Research Trip No. 1: Final Day
Today became all about processing. The last three days gave us so many clues. We were able to visit Sloan Museum and get clues about the history of Flint. We had enough information to draw some conclusions and identify relationships. In our site work, we recognized clues as to how the environment has been shaped by those relationships and the events that have transpired over the last century. Our interaction with young people and their families at our workshop gave us even more clues about how those events and the environment have begun to shape the identity of individuals living in Flint.
Our own perception of how each of these clues connect to one another and what their implications are for the community of Flint on a large scale has yet to be defined by any one individual’s affirmation or denial of their reality. We recognized that in 72 hours we wouldn’t have the time to fully absorb every minute detail and deliver a sound assessment of what we’d experienced and what it means for everyone living and working in Flint. What we could do, though, was process through our own bodies the lived experience of those three days. Three things stood out as key in the development of our work during this research session: body, environment, and time. These three components could be lived and experienced personally and immediately. By reliving this experience through embodiment, we could both draw connections and identify what held value for us.
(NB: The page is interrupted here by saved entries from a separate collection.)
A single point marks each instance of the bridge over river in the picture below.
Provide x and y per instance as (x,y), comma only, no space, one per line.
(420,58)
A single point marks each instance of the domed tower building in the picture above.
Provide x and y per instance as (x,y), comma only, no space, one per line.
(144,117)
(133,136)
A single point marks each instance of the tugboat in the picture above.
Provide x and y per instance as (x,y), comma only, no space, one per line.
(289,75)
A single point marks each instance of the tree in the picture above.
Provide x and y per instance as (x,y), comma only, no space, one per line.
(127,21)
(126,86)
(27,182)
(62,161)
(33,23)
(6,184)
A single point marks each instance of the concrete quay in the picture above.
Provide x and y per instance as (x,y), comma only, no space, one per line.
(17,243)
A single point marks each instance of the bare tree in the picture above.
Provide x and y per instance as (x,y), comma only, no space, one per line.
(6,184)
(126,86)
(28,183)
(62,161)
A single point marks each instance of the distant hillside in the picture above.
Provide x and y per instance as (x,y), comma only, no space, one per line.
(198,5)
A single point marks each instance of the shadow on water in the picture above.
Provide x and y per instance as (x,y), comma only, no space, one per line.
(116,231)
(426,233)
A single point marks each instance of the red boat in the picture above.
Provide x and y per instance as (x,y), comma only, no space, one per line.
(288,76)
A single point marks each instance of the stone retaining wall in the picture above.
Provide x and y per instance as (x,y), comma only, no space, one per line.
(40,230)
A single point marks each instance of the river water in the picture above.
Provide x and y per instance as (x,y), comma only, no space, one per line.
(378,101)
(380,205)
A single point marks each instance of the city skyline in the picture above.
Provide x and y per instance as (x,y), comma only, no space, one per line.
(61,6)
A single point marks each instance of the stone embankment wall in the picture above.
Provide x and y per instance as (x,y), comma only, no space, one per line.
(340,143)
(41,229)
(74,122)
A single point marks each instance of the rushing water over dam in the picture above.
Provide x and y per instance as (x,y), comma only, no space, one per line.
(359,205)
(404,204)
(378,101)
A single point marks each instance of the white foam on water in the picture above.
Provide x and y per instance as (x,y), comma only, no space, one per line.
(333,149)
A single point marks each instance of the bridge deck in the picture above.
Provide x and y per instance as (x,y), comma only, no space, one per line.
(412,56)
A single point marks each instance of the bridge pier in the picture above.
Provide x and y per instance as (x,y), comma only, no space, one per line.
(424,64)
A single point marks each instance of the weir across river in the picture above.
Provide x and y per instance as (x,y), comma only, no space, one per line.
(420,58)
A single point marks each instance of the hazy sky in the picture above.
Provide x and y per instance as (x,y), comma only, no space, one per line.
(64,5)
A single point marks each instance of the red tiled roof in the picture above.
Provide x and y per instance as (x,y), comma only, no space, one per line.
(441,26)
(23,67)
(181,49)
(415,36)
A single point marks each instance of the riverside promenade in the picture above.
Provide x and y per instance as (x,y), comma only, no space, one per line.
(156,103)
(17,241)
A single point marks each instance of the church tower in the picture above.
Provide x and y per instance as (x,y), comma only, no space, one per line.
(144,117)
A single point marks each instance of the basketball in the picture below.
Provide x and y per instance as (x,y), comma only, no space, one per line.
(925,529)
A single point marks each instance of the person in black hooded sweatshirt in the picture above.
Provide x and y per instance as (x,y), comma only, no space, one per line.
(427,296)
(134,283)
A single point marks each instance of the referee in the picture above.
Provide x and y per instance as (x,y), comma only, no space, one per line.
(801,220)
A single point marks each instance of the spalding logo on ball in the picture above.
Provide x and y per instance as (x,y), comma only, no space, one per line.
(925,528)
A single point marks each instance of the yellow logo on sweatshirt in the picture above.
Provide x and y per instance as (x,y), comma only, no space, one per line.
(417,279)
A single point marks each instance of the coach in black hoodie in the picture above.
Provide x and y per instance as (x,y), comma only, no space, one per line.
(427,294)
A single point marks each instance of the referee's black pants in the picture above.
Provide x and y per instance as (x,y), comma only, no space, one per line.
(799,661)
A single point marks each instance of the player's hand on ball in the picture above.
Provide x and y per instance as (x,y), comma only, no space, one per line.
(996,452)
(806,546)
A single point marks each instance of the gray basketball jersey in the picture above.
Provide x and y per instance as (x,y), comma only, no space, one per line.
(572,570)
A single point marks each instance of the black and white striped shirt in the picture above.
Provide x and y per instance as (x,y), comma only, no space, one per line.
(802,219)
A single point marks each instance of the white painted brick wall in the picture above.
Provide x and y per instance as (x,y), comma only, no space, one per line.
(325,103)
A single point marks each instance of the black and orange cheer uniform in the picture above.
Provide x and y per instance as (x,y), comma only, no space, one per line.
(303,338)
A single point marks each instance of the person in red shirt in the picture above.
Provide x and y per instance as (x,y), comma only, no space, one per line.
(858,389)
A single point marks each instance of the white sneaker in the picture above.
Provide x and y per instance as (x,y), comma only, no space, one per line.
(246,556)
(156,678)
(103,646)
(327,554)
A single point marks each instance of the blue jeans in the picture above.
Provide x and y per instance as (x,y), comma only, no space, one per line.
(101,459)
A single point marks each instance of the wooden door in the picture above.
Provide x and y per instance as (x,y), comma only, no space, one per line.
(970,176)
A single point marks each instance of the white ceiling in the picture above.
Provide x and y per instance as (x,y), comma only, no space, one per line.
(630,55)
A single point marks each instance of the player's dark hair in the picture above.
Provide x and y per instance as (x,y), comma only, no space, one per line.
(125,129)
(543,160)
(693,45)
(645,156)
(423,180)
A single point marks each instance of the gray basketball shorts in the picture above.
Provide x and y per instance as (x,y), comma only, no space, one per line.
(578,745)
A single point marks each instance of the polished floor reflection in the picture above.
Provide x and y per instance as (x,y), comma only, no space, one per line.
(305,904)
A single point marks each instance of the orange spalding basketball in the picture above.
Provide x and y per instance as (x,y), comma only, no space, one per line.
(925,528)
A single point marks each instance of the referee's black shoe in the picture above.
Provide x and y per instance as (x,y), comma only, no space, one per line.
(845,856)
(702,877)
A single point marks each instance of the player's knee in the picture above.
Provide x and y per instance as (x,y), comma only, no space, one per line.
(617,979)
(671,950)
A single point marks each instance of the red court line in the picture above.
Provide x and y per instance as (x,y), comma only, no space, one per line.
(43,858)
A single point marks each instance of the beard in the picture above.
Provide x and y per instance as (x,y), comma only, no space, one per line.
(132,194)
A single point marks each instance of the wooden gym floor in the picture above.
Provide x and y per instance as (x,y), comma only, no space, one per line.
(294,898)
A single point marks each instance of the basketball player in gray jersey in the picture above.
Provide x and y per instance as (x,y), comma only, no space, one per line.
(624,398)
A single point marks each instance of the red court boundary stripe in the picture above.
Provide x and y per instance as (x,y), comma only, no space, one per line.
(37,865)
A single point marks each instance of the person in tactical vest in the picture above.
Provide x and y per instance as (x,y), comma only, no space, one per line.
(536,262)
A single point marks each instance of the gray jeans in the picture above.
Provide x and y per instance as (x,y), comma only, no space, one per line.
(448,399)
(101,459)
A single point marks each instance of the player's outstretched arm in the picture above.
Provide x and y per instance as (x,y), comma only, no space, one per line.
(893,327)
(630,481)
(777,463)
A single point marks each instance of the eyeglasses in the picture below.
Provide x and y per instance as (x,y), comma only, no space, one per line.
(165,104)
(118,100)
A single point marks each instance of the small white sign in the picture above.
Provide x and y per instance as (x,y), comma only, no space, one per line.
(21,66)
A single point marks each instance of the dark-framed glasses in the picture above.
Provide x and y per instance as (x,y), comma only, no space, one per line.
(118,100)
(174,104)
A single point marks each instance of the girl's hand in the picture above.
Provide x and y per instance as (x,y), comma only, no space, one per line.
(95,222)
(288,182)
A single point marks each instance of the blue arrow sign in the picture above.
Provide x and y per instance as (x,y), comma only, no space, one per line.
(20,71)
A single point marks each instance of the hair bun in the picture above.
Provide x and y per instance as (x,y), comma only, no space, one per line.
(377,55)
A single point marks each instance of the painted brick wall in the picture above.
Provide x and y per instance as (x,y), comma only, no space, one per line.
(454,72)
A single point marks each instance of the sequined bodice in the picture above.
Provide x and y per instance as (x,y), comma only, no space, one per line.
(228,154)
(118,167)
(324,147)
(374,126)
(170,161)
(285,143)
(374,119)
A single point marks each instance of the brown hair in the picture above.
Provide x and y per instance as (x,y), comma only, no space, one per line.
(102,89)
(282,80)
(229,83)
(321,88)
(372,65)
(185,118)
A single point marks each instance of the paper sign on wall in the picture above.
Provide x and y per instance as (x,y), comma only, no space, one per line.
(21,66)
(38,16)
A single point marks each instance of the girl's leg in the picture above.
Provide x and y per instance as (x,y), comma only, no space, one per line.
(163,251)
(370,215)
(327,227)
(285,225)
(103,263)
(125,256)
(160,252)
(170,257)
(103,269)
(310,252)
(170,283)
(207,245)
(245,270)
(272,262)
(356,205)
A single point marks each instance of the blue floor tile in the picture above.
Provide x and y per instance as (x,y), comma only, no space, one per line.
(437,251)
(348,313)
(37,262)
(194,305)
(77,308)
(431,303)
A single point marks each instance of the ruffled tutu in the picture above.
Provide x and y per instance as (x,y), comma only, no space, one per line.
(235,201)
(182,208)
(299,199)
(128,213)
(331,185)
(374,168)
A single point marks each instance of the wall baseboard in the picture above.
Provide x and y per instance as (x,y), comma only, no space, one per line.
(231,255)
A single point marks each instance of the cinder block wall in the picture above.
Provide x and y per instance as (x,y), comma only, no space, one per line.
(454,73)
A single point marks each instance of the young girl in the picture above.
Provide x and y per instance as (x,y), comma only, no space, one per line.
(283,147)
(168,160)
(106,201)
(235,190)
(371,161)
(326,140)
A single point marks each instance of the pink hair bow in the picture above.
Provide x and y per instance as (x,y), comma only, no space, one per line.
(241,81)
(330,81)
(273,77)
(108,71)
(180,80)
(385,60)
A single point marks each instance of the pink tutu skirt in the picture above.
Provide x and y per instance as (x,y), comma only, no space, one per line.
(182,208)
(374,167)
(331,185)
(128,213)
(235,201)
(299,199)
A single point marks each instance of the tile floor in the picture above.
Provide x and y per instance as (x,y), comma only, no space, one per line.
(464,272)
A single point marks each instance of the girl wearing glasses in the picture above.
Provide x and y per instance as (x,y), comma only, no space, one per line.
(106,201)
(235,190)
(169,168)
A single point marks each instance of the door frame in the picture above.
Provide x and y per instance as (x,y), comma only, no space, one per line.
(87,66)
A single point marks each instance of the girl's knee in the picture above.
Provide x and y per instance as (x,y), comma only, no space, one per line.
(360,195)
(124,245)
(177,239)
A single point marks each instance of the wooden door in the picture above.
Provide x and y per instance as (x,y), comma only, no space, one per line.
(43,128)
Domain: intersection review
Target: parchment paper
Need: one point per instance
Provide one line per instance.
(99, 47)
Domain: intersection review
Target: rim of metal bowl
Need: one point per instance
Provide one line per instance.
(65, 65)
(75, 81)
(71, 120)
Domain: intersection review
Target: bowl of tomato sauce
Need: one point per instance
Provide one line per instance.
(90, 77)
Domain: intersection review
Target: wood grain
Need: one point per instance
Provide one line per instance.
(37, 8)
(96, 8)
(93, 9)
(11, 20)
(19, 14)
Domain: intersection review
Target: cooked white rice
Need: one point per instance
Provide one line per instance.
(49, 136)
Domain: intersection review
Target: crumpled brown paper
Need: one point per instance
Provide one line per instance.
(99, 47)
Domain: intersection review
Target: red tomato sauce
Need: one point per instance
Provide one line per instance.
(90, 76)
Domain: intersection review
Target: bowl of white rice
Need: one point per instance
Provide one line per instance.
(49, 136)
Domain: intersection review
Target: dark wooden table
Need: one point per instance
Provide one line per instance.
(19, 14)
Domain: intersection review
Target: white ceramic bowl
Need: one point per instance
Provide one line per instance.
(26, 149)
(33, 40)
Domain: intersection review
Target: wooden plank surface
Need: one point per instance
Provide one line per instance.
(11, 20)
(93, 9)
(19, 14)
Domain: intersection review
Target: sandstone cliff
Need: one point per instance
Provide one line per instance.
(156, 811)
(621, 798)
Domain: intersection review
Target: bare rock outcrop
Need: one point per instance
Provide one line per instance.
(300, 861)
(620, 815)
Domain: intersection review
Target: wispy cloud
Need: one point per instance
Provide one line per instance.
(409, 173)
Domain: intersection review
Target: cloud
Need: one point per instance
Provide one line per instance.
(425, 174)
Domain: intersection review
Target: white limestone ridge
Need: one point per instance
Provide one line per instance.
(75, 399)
We assembled these ideas into short dance phrases and layered them with the element of environment; making miniature dance films in Carriage Town.
The next phase of research will largely rest in my own focus on where all of this embodied understanding will take me in deepening an intellectual understanding of the social and cultural systems in place that inform and define the lives of the people of Flint. Then this cognitive recognition will be further considered through a second phase of embodied movement practices and reframing of content.